I have previously written about Druze militias in Suwayda province and other areas of southern Syria here and here. To summarize briefly the conclusion of those studies, it is clear that 'Jaysh al-Muwahhideen' ('Army of the Monotheists/Unitarians') and 'Forces of Abu Ibrahim' are banners for Druze militias of mainly pro-Assad orientation, working with regime forces via 'Popular Committees' that had been set up in coordination with the regular Syrian army; further, the boundaries are not always so clear cut between these militias/banner names and organized regime forces. Indeed, many of the localities where these Druze militia banners are advertised are alsoidentifiable sources of recruits for the Syrian army and the National Defence Force (NDF: an evolution from Popular Committees). Unfortunately though,Wikipedia, in attempting to summarize my work, erroneously presents 'Jaysh al-Muwahhideen' as a coherent military group spanning localities.
In any event, I present the northern Suwayda province village of Dama as a new case study into the use of the banner 'Jaysh al-Muwahhideen' for Druze militias: around a month ago (16 August), the locality came under attack from rebel forces, subsequently being occupied by them. These rebels were purportedly from Jabhat al-Nusra, though it should be noted that the source for this claim is regime sourcing and so of course the attack will be ascribed to Jabhat al-Nusra, considering that there is no Islamic State presence in Deraa or Suwayda provinces. The locality was reportedly recaptured from rebel forces in less than 24 hours, albeit with some casualties among the Druze locals. A 'Jaysh al-Muwahhideen' activist source gives the following 'martyrs' list for the "Battle of Dama" (this list also contains 'martyrs' for a battle in a nearby locality called Deir Dama):
To translate, the names of the 'martyrs' for Dama are:
Sheikh Danial Yusuf al-Shabali (Jaysh al-Muwahhideen)
Sheikh Yamin Sa'adu Hamsho (Jaysh al-Muwahhideen)
Sheikh Ihab Salman Azzam (Jaysh al-Muwahhideen)
Sheikh Rami Salam al-Khatib (Jaysh al-Muwahhideen)
Nuris Sa'id al-Safidi (Popular Committees)
Milad Jayid al-Safidi (Popular Committees)
Adham Ammar Faraj (Popular Committees)
Naji Saleh Abu Shaqra (Popular Committees)
Adham Saber al-Jaramani (Popular Committees)
Here also are photos of some of those mentioned above:
Pro-regime TV claims a variety of forces who helped to recapture Dama from the rebels, including Popular Defence Committees, the Ba'ath Brigades and the Syrian army.

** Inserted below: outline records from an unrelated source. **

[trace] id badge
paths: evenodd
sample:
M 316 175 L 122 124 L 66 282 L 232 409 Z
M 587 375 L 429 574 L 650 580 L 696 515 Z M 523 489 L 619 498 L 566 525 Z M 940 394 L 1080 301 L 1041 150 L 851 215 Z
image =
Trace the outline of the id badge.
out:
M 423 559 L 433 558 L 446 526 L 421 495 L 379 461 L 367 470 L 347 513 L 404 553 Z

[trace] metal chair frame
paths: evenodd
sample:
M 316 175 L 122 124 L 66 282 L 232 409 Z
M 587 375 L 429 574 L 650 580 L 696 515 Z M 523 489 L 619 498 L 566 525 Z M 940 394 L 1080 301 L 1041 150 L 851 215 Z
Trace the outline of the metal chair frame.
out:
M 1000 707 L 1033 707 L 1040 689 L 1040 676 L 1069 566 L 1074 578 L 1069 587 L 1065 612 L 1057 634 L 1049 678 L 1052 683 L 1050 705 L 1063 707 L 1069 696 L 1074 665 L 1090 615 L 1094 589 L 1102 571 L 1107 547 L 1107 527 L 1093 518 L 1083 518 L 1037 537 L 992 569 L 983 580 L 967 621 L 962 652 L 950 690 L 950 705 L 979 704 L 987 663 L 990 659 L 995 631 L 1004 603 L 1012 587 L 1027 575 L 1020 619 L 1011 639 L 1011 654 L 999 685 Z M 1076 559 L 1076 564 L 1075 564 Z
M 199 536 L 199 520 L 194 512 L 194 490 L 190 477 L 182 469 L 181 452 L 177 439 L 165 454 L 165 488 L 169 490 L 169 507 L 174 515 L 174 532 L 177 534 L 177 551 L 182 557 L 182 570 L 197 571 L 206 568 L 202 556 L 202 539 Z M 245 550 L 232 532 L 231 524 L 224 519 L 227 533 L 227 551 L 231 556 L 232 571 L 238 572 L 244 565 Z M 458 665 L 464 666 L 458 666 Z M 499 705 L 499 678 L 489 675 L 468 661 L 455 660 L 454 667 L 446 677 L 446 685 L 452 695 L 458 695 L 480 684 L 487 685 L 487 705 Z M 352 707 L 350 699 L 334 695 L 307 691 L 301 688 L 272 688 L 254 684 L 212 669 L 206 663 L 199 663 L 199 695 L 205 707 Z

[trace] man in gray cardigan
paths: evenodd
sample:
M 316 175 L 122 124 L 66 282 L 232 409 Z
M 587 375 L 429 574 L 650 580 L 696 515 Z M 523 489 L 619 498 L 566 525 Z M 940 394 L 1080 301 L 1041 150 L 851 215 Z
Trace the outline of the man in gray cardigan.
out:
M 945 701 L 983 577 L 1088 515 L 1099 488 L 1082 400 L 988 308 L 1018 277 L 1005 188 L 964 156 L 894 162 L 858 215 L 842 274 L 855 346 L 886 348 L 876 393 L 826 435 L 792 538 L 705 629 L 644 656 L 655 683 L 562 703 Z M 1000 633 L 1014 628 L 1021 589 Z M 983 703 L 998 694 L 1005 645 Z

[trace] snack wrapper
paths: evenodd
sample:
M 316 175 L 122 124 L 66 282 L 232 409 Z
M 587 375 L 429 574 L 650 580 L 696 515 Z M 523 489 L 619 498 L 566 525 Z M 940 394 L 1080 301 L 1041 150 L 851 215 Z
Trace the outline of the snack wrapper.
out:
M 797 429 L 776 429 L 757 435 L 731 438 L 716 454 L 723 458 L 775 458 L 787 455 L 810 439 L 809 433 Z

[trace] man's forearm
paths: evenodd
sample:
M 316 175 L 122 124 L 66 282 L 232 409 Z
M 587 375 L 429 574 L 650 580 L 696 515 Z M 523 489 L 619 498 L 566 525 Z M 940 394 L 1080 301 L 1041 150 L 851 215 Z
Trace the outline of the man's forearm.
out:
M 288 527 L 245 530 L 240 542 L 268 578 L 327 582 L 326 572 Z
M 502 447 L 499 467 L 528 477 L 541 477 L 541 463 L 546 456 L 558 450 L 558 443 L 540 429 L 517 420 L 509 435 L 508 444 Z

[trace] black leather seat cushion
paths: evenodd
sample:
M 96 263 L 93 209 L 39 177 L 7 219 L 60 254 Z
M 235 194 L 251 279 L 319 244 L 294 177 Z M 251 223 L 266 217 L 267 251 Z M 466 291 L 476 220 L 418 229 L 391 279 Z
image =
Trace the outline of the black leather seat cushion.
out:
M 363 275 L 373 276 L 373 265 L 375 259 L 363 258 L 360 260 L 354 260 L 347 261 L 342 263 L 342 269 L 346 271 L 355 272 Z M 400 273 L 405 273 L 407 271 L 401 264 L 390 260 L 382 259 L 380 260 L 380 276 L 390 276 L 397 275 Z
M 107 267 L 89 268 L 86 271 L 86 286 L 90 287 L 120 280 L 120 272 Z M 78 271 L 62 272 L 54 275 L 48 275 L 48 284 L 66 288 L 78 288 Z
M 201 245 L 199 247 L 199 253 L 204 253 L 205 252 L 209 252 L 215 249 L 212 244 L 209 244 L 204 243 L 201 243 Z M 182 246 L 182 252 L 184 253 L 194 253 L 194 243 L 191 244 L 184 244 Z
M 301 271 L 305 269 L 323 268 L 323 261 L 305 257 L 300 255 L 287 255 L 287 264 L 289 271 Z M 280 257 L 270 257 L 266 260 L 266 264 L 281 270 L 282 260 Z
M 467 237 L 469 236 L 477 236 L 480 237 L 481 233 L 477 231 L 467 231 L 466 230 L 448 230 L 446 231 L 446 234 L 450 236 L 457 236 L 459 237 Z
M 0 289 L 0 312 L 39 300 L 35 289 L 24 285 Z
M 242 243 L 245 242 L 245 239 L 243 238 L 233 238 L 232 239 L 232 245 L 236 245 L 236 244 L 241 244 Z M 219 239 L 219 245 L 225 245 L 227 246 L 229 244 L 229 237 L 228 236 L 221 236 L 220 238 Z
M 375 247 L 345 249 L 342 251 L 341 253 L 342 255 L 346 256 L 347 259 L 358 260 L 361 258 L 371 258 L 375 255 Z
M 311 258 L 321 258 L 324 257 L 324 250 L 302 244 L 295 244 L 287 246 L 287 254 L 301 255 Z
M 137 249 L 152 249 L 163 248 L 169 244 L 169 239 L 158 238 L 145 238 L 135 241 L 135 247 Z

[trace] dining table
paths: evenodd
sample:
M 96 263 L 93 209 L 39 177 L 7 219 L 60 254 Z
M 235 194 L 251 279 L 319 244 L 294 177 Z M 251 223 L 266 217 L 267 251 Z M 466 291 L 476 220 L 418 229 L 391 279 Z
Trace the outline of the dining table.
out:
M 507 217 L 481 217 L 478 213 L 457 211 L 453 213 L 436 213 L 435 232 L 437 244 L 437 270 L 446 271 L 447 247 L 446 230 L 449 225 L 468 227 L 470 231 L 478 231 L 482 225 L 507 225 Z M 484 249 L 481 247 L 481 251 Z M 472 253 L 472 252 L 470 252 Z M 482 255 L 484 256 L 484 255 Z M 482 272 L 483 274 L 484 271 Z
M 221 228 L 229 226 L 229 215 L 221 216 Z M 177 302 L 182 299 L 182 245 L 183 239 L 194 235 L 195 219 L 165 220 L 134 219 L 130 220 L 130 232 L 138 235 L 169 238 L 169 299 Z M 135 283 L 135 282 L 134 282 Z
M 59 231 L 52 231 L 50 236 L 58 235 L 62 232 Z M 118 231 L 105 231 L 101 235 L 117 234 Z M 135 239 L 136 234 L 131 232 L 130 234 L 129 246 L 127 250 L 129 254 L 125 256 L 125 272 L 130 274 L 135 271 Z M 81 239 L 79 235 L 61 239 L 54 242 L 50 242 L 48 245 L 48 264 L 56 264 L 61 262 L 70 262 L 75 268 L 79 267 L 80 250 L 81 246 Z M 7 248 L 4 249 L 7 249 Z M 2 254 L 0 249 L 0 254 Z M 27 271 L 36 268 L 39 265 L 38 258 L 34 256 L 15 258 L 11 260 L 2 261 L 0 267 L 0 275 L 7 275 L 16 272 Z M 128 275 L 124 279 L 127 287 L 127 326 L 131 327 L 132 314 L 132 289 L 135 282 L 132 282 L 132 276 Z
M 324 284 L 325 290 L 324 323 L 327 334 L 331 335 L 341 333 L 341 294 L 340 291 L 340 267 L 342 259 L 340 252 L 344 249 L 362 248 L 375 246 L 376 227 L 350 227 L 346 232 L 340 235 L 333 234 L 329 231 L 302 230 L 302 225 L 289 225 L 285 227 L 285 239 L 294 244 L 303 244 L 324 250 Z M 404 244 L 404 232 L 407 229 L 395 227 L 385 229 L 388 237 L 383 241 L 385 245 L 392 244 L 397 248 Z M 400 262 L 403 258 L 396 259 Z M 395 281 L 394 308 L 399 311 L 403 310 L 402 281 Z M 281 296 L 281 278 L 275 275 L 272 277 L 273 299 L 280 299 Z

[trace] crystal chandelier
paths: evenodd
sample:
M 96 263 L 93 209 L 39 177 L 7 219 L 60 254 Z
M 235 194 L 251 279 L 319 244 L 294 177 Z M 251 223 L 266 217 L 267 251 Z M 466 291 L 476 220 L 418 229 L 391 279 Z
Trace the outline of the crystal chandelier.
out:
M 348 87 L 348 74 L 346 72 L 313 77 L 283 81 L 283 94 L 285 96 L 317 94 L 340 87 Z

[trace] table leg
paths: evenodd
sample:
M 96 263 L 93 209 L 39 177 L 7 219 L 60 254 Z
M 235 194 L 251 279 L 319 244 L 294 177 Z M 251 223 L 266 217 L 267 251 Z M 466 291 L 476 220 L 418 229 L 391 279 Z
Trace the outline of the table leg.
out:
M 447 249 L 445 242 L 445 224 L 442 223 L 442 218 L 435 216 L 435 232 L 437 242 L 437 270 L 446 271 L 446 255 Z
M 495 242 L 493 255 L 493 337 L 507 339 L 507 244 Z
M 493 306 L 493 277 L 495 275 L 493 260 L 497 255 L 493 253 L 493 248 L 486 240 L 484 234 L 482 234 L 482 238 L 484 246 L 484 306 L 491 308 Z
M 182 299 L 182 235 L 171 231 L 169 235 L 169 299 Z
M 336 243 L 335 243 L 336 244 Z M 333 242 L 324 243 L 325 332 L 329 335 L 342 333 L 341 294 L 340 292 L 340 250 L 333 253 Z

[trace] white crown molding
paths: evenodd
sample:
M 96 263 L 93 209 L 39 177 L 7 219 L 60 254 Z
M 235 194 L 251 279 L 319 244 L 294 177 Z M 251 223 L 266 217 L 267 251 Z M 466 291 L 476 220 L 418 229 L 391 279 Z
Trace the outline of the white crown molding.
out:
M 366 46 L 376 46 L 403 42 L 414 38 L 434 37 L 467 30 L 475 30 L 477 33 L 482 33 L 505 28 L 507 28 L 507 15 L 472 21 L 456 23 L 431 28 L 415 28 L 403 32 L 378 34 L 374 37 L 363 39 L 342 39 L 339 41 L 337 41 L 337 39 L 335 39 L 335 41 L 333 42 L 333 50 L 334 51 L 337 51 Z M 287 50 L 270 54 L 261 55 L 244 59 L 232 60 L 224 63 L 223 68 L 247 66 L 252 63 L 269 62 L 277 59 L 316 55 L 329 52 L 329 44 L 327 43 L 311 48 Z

Of interest though is the 'Jaysh al-Muwahhideen' graphic above that distinguishes 'martyrs' according to 'Jaysh al-Muwahhideen' or the 'Popular Committees'. According to this source in an interview with me, the distinction made between the 'Jaysh al-Muwahhideen' and the Popular Committees is as follows:
"Jaysh al-Muwahhideen is composed of mashayakh [Druze sheikhs] protecting the land, honor and religion against every attacker- whoever he may be- and is independent. Popular Committees are composed of families supporting the army."
This re-affirms a familiar line of the Druze militia narrative of strict self-defence and repelling anyone who infringes on Druze land- regime-affiliated or rebel. It should also be noted that on the day of the attack on Dama, Druze militias under a variety of names in Suwayda province (Jabal al-Arab) issued astatement under a Jaysh al-Muwahhideen umbrella banner:
"Jaysh al-Muwahhideen in Syria announces general mobilization and all targets in the line of its fire, and warns that any operations within Jabal al-Arab will be met with a severe response and without mercy.
- Saraya Sultan al-Atrash
- Kata'ib Abu Ibrahim
- Saraya al-Jabal
- Special Forces: Jabal Commandoes
- Saraya Souria al-Assad
- Kata'ib al-Tawheed"
What to make of the testimony relayed regarding the 'Popular Committees/Jaysh al-Muwahhideen' distinction? It may make sense here at the local level of the village of Dama and the surrounding area: that is, perhaps Druze mashayakh in Dama have organized their own 'Jaysh al-Muwahhideen' militia intended only for local mashayakh and without help in the first place from the Syrian army. Yet in practice the distinction is meaningless, because there is no evidence of concern about the regime infringing on Druze land in Dama. The natural result is that there will be close coordination with regime forces- in the form of the Syrian army with the Popular Committees- to repel attacks on the area, which will for the foreseeable future be the work of rebels trying to bring Suwayda province out of government control. This translates to an Assad-aligned orientation, which is in fact apparent from the source I interviewed anyway. In short, the case study of Dama reinforces the conclusions from the earlier studies mentioned above.